A reads file encodes the number of variant and reference reads of every mutation in each sample. It is a tab separated file. The first line lists the number of anatomical sites followed by the number of samples and then the number of mutations, each on separate lines. The fourth line is ignored but describes the format of the rest of the file. Each subsequent line encodes the variant and reference read counts of a mutation in a sample: first the sample 0-based index is given, followed by the label of the sample, the 0-based index of the anatomical site, the anatomical site label, the 0-based index of the mutation, the label of the mutation, the number of reference reands and the number of variant reads.
2 #anatomical sites
4 #samples
27 #characters
#sample_index sample_label anatomical_site_index anatomical_site_label character_index character_label ref var
0 M1_0 0 M1 0 0 72 91
0 M1_0 0 M1 1 2 83 90
0 M1_0 0 M1 2 3 77 81
0 M1_0 0 M1 3 4 75 83
0 M1_0 0 M1 4 5 83 72
...
$ ../build/simulate -h
Usage:
../build/simulate [--help|-h|-help] [-C int] [-D num] [-E num] [-K num]

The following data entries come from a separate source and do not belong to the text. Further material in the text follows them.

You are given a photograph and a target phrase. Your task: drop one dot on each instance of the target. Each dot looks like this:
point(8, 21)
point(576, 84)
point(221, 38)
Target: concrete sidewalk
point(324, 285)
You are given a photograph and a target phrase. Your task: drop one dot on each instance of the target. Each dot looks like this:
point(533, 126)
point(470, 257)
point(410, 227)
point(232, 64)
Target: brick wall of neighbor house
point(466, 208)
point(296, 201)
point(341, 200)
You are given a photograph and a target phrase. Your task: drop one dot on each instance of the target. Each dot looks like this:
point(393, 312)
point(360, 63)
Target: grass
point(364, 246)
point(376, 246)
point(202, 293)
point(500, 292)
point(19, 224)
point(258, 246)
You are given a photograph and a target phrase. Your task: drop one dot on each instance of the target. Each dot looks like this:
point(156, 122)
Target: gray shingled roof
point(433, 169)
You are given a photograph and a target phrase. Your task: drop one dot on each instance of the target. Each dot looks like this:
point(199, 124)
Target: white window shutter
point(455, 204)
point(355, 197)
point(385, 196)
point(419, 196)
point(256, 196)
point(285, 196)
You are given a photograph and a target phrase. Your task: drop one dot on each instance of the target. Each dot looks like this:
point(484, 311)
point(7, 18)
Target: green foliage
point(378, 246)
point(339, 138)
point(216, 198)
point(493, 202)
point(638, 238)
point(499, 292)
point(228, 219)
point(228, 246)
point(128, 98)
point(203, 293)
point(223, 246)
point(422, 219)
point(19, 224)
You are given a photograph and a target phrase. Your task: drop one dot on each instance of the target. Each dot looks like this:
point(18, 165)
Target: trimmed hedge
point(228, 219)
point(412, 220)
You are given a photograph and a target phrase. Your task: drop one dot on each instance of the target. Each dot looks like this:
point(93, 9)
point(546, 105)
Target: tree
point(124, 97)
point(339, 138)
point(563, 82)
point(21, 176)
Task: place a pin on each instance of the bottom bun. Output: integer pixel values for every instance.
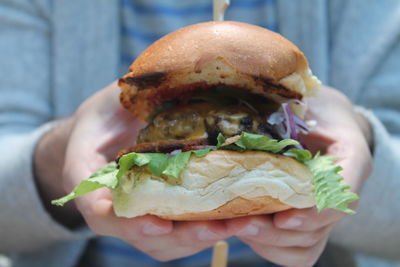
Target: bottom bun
(222, 184)
(235, 208)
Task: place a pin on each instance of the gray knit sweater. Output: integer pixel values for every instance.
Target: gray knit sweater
(54, 54)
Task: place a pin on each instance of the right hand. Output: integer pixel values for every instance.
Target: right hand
(100, 128)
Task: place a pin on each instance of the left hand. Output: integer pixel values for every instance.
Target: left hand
(297, 237)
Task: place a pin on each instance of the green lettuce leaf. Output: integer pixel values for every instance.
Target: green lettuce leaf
(106, 176)
(249, 141)
(330, 190)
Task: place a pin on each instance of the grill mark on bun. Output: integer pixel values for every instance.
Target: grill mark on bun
(164, 146)
(142, 82)
(271, 87)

[-N int] [-P num] [-c str] [-f num] [-k int] [-kP int] [-m int]
[-mig num] [-mut num] [-o str] [-p int] [-s int] [-v]
Where:
--help|-h|-help
Print a short help message
-C int
Target coverage (default: 200)
-D num
Driver probability (default: 1e-7)
-E num
Per base sequencing error rate (default: 0)
-K num
Carrying capacity (default: 5e4)
-N int
Number of successful simulations (default: -1)
-P num
Purity (default: 1)
-c str
Color map file
-f num
Mutation frequency threshold (default: 0.05)
-k int
Number of samples per anatomical site (default: 2)
-kP int
Number of samples for the primary tumor (default: 2)
-m int
Maximum number of detectable anatomical sites (default: 8)
-mig num
Migration rate (default: 1e-6)
-mut num
Mutation rate (default: 0.1)
-o str
Output directory
-p int
Allowed migration patterns:
0 : mS (default)
1 : mS, S
2 : mS, S, M
3 : mS, S, M, R
-s int
Random number generator seed (default: 0)
-v
Verbose
The Python module oncosim.so
has the following eight functions:
- simulate
- tree2dot
- graph2dot
- tree2freqs
- mix
- sequence
- reads2freqs
- downsample
These functions correspond to the standalone executables described previously. Please refer to example/example.ipynb for example usage.